We first dispose of DEP's objection to this appeal which is made on the ground that plaintiff must first await an enforcement

[243 NJSuper Page 379]

proceeding before seeking review of cleanup plan standards, relying on Matter of Kimber Petroleum Corp., 110 N.J. 69, 539 A.2d 1181 (1988), app. dism. sub nom; Kimber Petroleum Corp. v. Daggett, 488 U.S. 935, 109 S. Ct. 358, 102 L. Ed. 2d 349 (1988). The contention has merit with respect to plaintiff's request that we find DEP's approved cleanup plan standards arbitrary and capricious. Without an adversarial record there is no basis for judicial review to determine whether standards governing administrative action have been breached. But as matters now stand plaintiff has no assurance of a pre-cleanup enforcement proceeding from which there can be any meaningful review. Plaintiff has already deposited its $1,500,000.00 letter of credit and established a standby trust fund. With these financial assurances intact DEP is free to proceed with its own cleanup and then, so long as proper notice has been given, "draw on the financial assurance provided" under paragraph 11D of the ACO. The relevance of Kimber is to be found not in its holding that judicial review is unavailable until an enforcement proceeding is brought, but in its larger concerns that due process values not be overlooked, even in environmental litigation. Its particular significance to this case is that plaintiff should be afforded an opportunity to be heard before the cleanup costs have been incurred.

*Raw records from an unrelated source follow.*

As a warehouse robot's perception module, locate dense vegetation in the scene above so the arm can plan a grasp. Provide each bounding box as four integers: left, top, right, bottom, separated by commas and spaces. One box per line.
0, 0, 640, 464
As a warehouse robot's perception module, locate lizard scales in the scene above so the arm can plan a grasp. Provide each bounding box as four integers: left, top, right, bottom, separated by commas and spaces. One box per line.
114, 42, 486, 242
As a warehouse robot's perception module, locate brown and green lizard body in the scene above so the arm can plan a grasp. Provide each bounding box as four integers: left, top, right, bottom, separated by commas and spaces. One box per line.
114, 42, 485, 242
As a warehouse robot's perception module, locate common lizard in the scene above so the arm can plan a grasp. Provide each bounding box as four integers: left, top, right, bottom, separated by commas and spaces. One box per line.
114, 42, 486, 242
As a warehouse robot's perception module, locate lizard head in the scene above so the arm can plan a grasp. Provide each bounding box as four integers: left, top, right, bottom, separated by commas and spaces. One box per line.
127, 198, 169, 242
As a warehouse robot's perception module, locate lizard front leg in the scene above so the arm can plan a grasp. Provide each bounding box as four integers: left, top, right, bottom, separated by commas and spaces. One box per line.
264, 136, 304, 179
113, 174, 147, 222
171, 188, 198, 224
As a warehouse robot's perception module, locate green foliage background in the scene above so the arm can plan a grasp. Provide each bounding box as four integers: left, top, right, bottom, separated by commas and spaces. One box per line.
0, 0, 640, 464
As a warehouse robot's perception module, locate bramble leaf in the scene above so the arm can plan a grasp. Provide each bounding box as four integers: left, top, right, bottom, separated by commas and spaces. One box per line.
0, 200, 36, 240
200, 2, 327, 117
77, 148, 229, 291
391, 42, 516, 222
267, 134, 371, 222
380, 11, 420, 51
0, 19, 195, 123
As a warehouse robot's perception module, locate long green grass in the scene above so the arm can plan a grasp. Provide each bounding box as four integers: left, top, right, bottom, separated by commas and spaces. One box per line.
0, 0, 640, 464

In Kimber, supra, the Supreme Court considered a challenge to the constitutionality of the treble damages section of the Spill Compensation and Control Act, N.J.S.A. 58:10-23.11f(a), which imposed such liability upon any polluter which failed to comply with a DEP directive to remove a hazardous discharge. Because Kimber had allowed the contamination of existing groundwater, a DEP directive ordered it to pay $2.16 million to fund the construction of an alternate water supply. The Court found the statute constitutionally doubtful for failure to allow for a hearing in which the directive's validity could be disputed before imposition of penal liability. Rather than invalidate the Act, the Court read into it a provision for a hearing which would assure the alleged polluter an opportunity to show "an

[243 NJSuper Page 380]

objectively reasonable basis for believing that DEP's directive was either invalid or inapplicable to it, and that any decision by the DEP to seek treble damages in a recovery action be subject to judicial review as any other agency action." 110 N.J. at 83, 539 A.2d 1181. The focus of that decision is not so much upon requiring the alleged polluter to await an enforcement proceeding as it is upon finding a way to assure that due process will precede an order for liability.

While the ACO is a complicating feature in determining plaintiff's obligations, we disagree with DEP that it represents a relinquishment by plaintiff of its right to due process in the determination of its ECRA responsibilities. In fact, paragraph 14 of the ACO specifically reserves to plaintiff "its right to seek review of any enforcement action as provided by the Administrative Procedure Act, N.J.S.A. 52:14B-1 et seq. " Although the term "enforcement action" is somewhat ambiguous, the presence of this provision in the ACO rebuts DEP's contention that plaintiff agreed to comply with whatever cleanup standards the agency chose.

Important to our determination that plaintiff must be accorded a court hearing before the validity of its cleanup criteria is finally determined is the failure of DEP to promulgate a regulation stating what the criteria shall be. ECRA requires that these be adopted by DEP in accordance with the Administrative Procedure Act. See, N.J.S.A. 13:1K-10. While it is true that the statute permits DEP to review cleanup plans on a "case-by-case" basis until minimum standards are adopted, the statute was enacted in 1983 and no regulation has yet been adopted. We commented upon this in Chemos v. State DEP, supra, noting that

[h]ad DEP promulgated standards for what is the acceptable level of the substances in question, based upon DEP's expertise respecting the nature of the substance and its potential to migrate in water or earth, both Chemos and DEP personnel would have better understood what independently verifiable facts met that standard. It also follows that each could more easily know when sampling plans would be required. There would be less opportunity for the

[243 NJSuper Page 381]

creation of a record supporting a claim of arbitrariness. [Emphasis supplied] [ Chemos Corp. v. State DEP, 237 N.J. Super. at 370, 568 A.2d 75].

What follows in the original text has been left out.